Diretor da Funarte decide entregar teatro no Rio a companhia evangélica
Em documento, Roberto Alvim, diretor da fundação, diz que Bolsonaro deve atuar na área de arte e cultura, dominada pelo 'marxismo cultural'
Criado por Roberto Alvim, diretor do Centro de Artes Cênicas da Funarte, o Projeto de Revitalização da Rede Federal de Teatros prevê que o Teatro Glauce Rocha, no centro do Rio, será transformado “no primeiro teatro do país dedicado ao público cristão”.
De acordo com documentos que constam de processo aberto na Funarte, o espaço será entregue à Companhia Jeová Nissi – fundado em 2000, o grupo tem orientação evangélica. No mês passado, Alvim chamou a atriz Fernanda Montenegro de “sórdida” e de “mentirosa”.
O processo a que VEJA teve acesso afirma que o país vive um “momento crucial no combate cultural”. Segundo o texto, é preciso que o governo do presidente Jair Bolsonaro “atue firme e propositivamente na área da arte e cultura, hoje dominada pelo marxismo cultural e pela agenda progressista”.
Em outro texto anexado ao processo, Alvim afirma que está formando um “exército de grandes artistas espiritualmente comprometidos com nosso presidente e seus ideais”. Segundo ele, todos estes estariam dispostos a “dar suas vidas pela edificação do Brasil, através da criação de obras de arte que redefinam a história da cultura nacional”.
O projeto prevê a criação do Teatro Brasileiro de Arte, companhia oficial dedicada à montagem de textos clássicos. O documento traz citações de frases atribuídas ao escritor Olavo de Carvalho e aos atores Carlos Vereza e Regina Duarte.
O processo também detalha a proposta de contratação da atriz Juliana Galdino, mulher de Alvim, para o cargo de diretora artística, no Teatro Plínio Marcos, de Brasília, do projeto de revitalização. Na quinta, 26, Alvim disse a VEJA que ela trabalharia de graça – mas, nos documentos, não há referência a um trabalho voluntário. Ele disse que desistira da contratação: segundo o diretor, por ser casada com ele, a atriz não poderia ter cargo na Funarte mesmo sem qualquer remuneração. Ela comandaria um projeto orçado em 3,508 milhões de reais. A Funarte é ligada ao Ministério da Cidadania.
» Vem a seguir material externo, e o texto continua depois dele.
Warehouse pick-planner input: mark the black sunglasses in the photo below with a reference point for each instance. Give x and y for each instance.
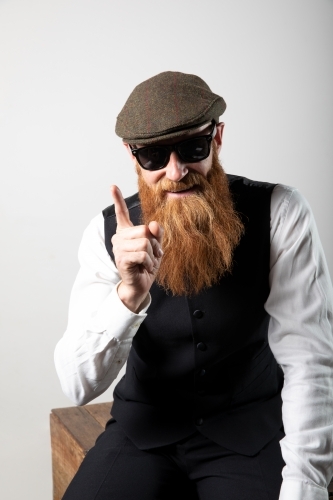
(190, 151)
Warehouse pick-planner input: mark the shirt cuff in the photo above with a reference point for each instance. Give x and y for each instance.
(299, 490)
(117, 320)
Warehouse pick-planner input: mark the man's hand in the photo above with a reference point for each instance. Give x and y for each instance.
(138, 253)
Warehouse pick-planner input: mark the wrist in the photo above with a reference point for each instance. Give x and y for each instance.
(132, 299)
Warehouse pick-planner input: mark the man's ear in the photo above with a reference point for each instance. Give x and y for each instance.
(218, 136)
(129, 152)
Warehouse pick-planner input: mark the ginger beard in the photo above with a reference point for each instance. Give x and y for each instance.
(201, 230)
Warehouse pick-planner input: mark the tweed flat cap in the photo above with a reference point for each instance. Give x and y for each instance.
(165, 105)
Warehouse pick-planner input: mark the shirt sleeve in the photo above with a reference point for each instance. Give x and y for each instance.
(100, 328)
(300, 336)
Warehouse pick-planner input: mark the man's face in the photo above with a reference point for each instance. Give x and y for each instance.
(193, 204)
(176, 169)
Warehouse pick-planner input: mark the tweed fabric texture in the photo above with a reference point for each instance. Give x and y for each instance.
(165, 105)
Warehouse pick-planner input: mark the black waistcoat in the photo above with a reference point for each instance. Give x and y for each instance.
(203, 363)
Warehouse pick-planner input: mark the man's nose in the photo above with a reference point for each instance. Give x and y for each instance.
(175, 169)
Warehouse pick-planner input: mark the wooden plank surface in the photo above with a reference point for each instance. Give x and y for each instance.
(74, 431)
(100, 412)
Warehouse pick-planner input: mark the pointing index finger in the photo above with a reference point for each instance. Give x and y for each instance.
(122, 214)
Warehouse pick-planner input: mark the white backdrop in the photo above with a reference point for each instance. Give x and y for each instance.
(66, 69)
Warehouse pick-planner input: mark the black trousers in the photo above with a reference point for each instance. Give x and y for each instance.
(192, 469)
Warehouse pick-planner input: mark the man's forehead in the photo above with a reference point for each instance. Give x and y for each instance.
(186, 134)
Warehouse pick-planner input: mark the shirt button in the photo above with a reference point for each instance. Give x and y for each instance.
(201, 346)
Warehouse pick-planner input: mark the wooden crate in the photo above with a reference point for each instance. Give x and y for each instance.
(74, 431)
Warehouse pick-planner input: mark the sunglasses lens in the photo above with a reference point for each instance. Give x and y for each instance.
(194, 150)
(153, 158)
Nas 63 páginas do processo há, porém, duas indicações de que Juliana seria remunerada. Na página 17 é dito que caberia às produtoras contratadas fazer pagamentos ao diretor artístico (cargo que ela exerceria). O contrato de exclusividade assinado entre Juliana e a Flo Produções e Entretenimento – que representa a atriz – diz que a empresa poderá, entre outros pontos, acertar o “valor do cachê”.
No contrato com a Flo, registrado em cartório no último dia 11, Juliana já é citada como diretora artística do Teatro Plínio Marcos. Cinco dias depois, Alvim ratificou uma solicitação de empenho (reserva de dinheiro) para a Flo Produções no valor de 688 mil reais – a quantia corresponde à primeira parcela do contrato.
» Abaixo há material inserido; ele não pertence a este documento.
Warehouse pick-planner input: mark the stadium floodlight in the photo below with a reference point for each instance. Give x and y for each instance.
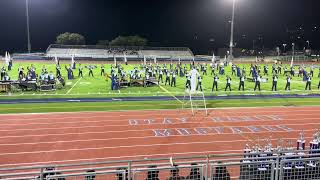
(284, 47)
(232, 31)
(28, 26)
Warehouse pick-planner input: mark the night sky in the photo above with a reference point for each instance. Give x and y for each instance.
(202, 25)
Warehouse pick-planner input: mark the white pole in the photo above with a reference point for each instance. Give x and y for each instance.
(125, 58)
(232, 31)
(292, 55)
(28, 26)
(213, 58)
(72, 60)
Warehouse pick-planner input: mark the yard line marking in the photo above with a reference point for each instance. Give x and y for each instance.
(119, 157)
(133, 146)
(154, 137)
(154, 112)
(74, 85)
(204, 120)
(143, 130)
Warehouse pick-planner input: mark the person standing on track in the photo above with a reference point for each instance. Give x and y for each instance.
(215, 82)
(258, 82)
(173, 79)
(228, 84)
(288, 83)
(102, 70)
(167, 79)
(241, 84)
(274, 82)
(199, 85)
(188, 83)
(90, 70)
(308, 84)
(160, 76)
(80, 71)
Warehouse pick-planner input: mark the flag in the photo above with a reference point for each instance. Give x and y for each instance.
(155, 60)
(56, 59)
(213, 58)
(125, 58)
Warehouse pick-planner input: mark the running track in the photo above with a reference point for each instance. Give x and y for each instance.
(30, 139)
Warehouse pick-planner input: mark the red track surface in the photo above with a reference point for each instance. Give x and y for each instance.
(28, 139)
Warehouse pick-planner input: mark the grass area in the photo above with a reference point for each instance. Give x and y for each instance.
(97, 86)
(150, 105)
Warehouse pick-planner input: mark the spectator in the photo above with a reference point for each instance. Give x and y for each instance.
(153, 174)
(174, 174)
(194, 173)
(221, 173)
(120, 174)
(91, 175)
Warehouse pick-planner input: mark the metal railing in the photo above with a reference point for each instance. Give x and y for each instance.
(259, 166)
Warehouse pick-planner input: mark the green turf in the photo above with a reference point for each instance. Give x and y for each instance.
(99, 87)
(145, 105)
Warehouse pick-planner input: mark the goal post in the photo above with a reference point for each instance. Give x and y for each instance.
(195, 100)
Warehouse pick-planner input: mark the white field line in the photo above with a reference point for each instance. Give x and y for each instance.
(144, 130)
(155, 113)
(73, 86)
(120, 157)
(196, 121)
(133, 146)
(208, 135)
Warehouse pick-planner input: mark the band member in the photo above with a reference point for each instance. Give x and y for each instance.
(212, 69)
(70, 72)
(279, 69)
(80, 71)
(258, 82)
(173, 79)
(199, 85)
(215, 82)
(58, 73)
(311, 71)
(228, 84)
(167, 79)
(274, 82)
(288, 83)
(188, 83)
(3, 73)
(233, 69)
(308, 84)
(160, 76)
(265, 70)
(241, 84)
(90, 70)
(292, 71)
(6, 77)
(102, 70)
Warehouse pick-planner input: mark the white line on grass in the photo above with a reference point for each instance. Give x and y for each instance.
(132, 146)
(74, 85)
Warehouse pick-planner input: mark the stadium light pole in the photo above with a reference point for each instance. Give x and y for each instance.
(28, 26)
(293, 50)
(232, 31)
(308, 47)
(284, 48)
Como VEJA revelou na sexta, 27, Roberto Alvim – nome artístico de Roberto Rego Pinheiro – foi o responsável pela indicação da própria mulher para a função. O processo traz uma carta assinada por ele em que o convite é formalizado. No dia 22 de agosto, ela enviou declaração em que aceita o cargo. No documento, ela afirma que seria representada com exclusividade pela Flo Produções e Entretenimento. Juliana e a produtora foram escolhidas sem licitação.
Em resposta a VEJA, Alvim afirmou por WhatsApp, nesta quinta, 3, que o trabalho não remunerado de Juliana consta de projeto de orçamento que estava sendo preparado. Lá, haveria a “discriminação minuciosa” de todos os gastos.
Segundo ele, nenhum contrato foi assinado e nada foi recebido por qualquer produtora. “Todos os processos da Rede Federal de Teatros estão em estudo e análise”, escreveu. Para Alvim, o “o resto é pura denúncia vazia”.
Em e-mail enviado a VEJA na sexta passada, o presidente da Funarte, Miguel Proença, afirmara que também não houve qualquer despesa. Ressaltou não ter aprovado o processo de revitalização da rede de teatros. Segundo ele, ninguém “recebeu nenhum valor relacionado ao projeto, nem houve contratação”.